Jesse Adams, Maureen Carney, Owen Freeman-Daniels & Paul Spector: Override is fair, open process for Northampton
To the editor:
Another override. Another referendum on whether the city should be able to raise additional revenue through the last process available. The override is a fair process: the voters get to decide whether they will accept higher taxes in return for services. It is also an open process: when the city tightens its belt, the painful cuts are laid out for everyone to see. Now, there aren’t enough painless cuts available to balance the budget.

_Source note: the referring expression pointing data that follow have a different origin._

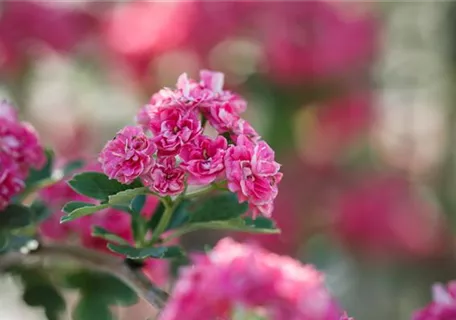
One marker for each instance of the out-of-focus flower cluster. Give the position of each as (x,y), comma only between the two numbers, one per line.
(80,230)
(443,306)
(20,150)
(169,149)
(235,278)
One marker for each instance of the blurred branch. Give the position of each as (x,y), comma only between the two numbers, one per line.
(131,275)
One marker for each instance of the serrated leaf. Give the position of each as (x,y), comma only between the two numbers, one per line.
(73,166)
(77,209)
(218,208)
(142,253)
(124,198)
(109,236)
(15,216)
(104,288)
(98,186)
(40,211)
(35,176)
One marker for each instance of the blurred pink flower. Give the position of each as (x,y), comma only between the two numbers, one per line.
(8,112)
(203,159)
(253,174)
(384,215)
(336,125)
(166,178)
(235,275)
(443,306)
(128,155)
(26,24)
(314,40)
(11,181)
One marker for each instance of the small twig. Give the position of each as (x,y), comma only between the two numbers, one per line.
(91,259)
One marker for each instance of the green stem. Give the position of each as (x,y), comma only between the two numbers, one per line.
(35,188)
(170,206)
(205,190)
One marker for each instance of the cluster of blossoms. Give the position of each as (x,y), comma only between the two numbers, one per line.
(169,150)
(80,230)
(443,306)
(235,277)
(20,150)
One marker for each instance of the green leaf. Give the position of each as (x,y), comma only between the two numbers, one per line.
(98,186)
(89,308)
(4,241)
(46,172)
(137,204)
(73,166)
(156,216)
(15,216)
(77,209)
(125,197)
(105,234)
(102,287)
(249,225)
(40,211)
(142,253)
(220,207)
(39,291)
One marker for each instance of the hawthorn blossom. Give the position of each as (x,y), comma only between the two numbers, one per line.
(203,159)
(165,178)
(11,181)
(173,127)
(253,174)
(19,141)
(128,155)
(235,275)
(443,306)
(7,111)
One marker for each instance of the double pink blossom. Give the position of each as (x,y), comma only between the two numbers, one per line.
(166,178)
(443,306)
(128,155)
(253,174)
(11,181)
(204,159)
(235,275)
(173,127)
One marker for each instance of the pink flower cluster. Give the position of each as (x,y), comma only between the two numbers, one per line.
(112,220)
(443,306)
(20,150)
(235,276)
(169,150)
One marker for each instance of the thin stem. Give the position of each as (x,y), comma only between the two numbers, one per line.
(165,219)
(35,188)
(91,259)
(200,192)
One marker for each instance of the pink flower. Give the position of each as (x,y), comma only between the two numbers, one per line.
(203,159)
(235,275)
(443,306)
(8,112)
(11,181)
(19,141)
(128,155)
(165,178)
(346,317)
(173,127)
(253,174)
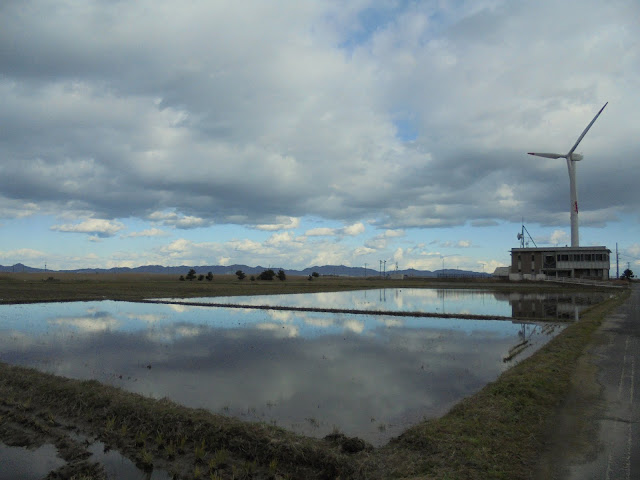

One of the first reactions is to point the accusatory finger at the city government and blame it for overspending and waste. We wish this were the case. If it were, we could fix it internally, without an override. However, this is not the case. As long as Proposition 2½ remains the law of the Commonwealth, Northampton, and all cities and towns, will be left with an unworkable financial situation.
Inflation outruns the 2½ percent the city is allowed to increase property taxes. Health care and salaries, a majority of our budget, grow at a pace considerably higher than 2½ percent. We are forced to live with continuing cuts in federal and state aid and yet we are required to fund more and more mandates both from Boston and Washington.
After we realize that finger-pointing won’t stave off coming cuts in service, we should ask whether there is a good plan to use the money. The answer is yes. The mayor has proposed a four-year plan to use some of this override to stabilize the budget in future years.
While we do understand the hardship this brings to some, without this override the city must continue to cut into the very core of city services. Though we wish there were a progressive state income tax with an increase in aid to towns and cities, we support this override because there really is no other choice. Please join us in voting yes on June 25.
The writers are members of the Northampton City Council.